Voice output was implemented using ElevenLabs, and we tuned the tone to sound warm, articulate, and confident without slipping into artificial enthusiasm. We explored subtle variations in pacing and inflection to match different phases of the ideation journey—slightly slower for summaries, more upbeat for idea generation prompts.
The engineering team built an internal beta of the voice ideation agent, integrating the conversational flow, speech input/output, and AI response system. We captured feedback via a combination of transcripts, call recordings, and structured surveys, with a focus on perceived usability, speed, and quality of output.
I led the design, user testing, and iteration cycle across multiple prototypes.

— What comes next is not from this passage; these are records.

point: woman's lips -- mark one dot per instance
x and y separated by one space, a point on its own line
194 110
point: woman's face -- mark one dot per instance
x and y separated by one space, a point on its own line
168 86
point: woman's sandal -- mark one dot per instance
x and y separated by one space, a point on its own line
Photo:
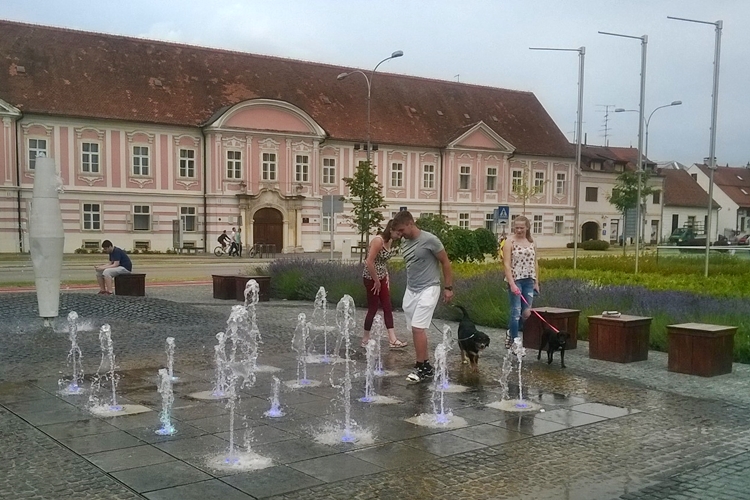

To validate the impact of voice interaction on ideation, we designed a controlled experiment with three core hypotheses and tested this with 15 of our exisiting clients giving them beta access to the functionality:
H1: Voice input will significantly enhance the speed and ease of ideation compared to traditional text-based input.
Outcome:
Participants generated a higher number of distinct ideas in less time when using voice. On average, users reached their first viable idea faster than in comparable text sessions. Many noted that speaking aloud allowed ideas to flow more freely and reduced self-censorship.
“I got more ideas out in a shorter time because I wasn’t overthinking how to phrase them.”

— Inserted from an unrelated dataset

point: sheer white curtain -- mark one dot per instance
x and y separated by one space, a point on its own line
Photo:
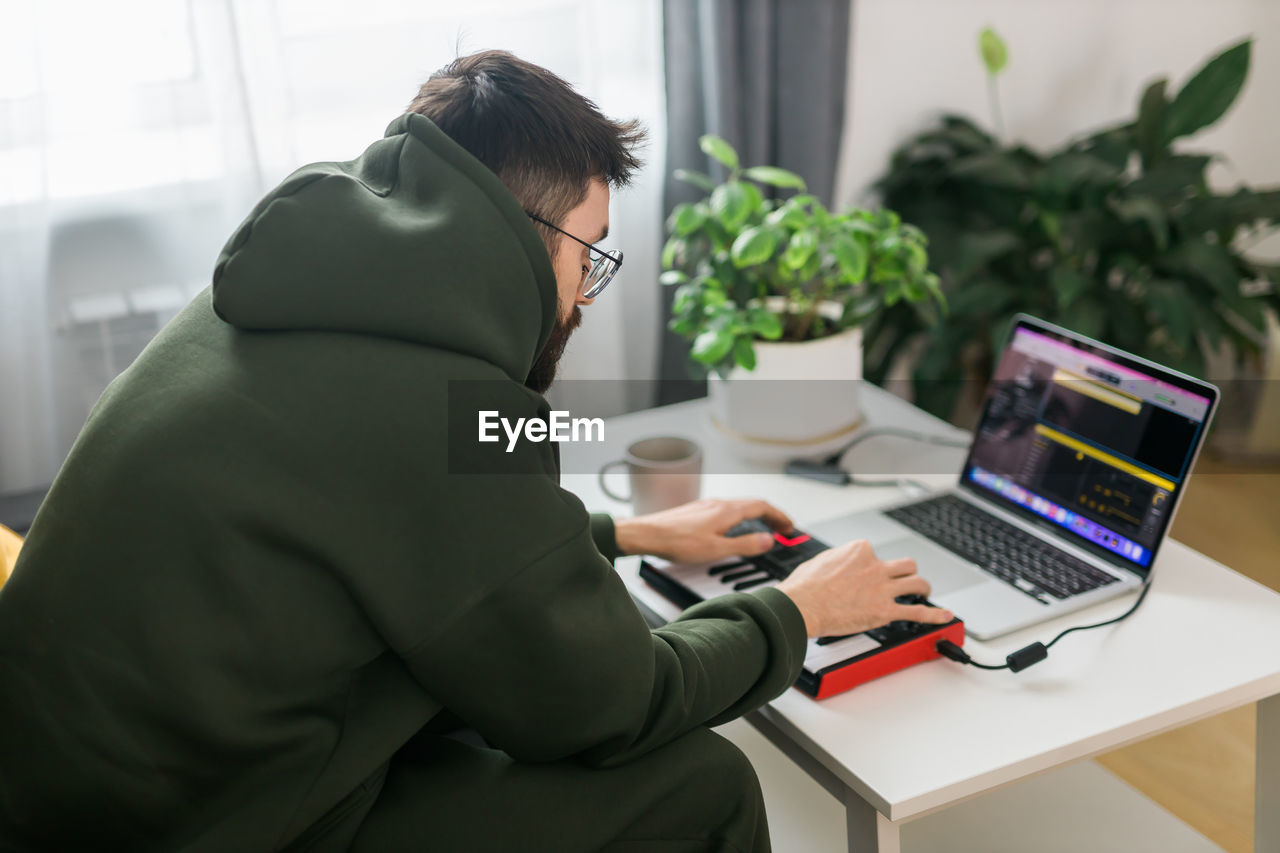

H2: Users will perceive voice input as a more intuitive and less cognitively demanding way to interact with the AI.
Outcome:
Most users reported that voice felt more natural and “human” than typing. Participants described the experience as “like talking through ideas with a colleague,” and reported lower cognitive load when speaking compared to typing into a structured UI.

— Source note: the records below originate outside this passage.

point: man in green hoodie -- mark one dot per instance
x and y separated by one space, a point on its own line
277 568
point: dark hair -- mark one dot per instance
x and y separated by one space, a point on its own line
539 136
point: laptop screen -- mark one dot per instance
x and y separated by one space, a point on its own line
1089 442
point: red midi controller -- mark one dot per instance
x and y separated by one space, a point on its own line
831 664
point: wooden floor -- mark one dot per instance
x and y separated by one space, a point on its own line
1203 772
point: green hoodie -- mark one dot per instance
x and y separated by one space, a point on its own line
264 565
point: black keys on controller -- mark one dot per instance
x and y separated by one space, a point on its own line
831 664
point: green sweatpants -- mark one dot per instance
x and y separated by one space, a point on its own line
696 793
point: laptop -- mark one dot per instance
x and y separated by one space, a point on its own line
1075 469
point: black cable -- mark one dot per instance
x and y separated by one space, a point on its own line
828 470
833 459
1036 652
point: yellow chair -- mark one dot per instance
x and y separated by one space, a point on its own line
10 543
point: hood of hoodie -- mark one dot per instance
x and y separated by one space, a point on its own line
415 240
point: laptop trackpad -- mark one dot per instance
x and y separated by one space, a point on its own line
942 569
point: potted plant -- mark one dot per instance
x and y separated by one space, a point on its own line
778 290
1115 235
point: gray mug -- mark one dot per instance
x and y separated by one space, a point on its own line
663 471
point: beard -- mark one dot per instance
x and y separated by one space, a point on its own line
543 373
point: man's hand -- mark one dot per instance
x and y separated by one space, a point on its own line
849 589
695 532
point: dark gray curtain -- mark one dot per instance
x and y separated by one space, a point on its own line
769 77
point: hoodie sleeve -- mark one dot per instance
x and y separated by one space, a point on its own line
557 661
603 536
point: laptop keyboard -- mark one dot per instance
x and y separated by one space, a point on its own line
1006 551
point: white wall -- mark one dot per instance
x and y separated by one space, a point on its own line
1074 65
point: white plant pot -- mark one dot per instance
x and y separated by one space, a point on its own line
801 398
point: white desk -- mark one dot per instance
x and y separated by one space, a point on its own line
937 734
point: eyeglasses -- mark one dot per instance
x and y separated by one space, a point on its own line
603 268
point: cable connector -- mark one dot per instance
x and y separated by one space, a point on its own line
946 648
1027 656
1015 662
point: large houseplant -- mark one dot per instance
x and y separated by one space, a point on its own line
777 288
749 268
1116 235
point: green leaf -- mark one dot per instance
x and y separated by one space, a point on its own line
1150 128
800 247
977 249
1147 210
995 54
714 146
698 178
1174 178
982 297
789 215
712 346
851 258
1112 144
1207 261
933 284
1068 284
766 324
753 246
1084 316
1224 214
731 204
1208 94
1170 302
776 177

70% of users described the voice mode as “easy” or “very easy” to use, compared to 45% for the standard typed input.
Users particularly appreciated the system’s ability to keep the flow going through prompts, even when they momentarily lost focus or stumbled mid-idea.
H3: The quality of ideas generated through voice input will be comparable to—or better than—those produced via text.
Outcome:
Reviewers rated ideas generated through voice slightly higher in originality and breadth. Voice sessions often included more exploratory, lateral ideas early in the process—suggesting that verbal brainstorming encouraged a more divergent thinking style.
“The ideas were rougher, but more interesting. I wouldn’t have typed half of those things.” — Participant feedback
Additional Learnings
Users who were initially sceptical about voice input became enthusiastic after experiencing the structured flow and supportive prompts, especially when paired with summarisation and playback features.
Reservations about speaking aloud were common, particularly in open-plan or shared office environments. Some participants expressed self-consciousness, noting that voice interaction still feels unnatural in professional settings.
“I liked the tool, but I’d feel weird talking to my screen in the middle of the office.”
“It felt like a private conversation, which was good—but I’d only use it with headphones or when working from home.”
Despite these reservations, users recognised the value of speaking to generate ideas, especially for tasks involving messy, early thinking. Some even noted that verbalising thoughts helped unlock different ideas than typing did.
There was strong appreciation for voice playback and transcript capture, especially among users who tend to lose their train of thought mid-ideation.
Several participants requested multi-modal controls in future versions e.g., the ability to speak to generate ideas, then refine or tag them using text, which has since informed next-phase design decisions.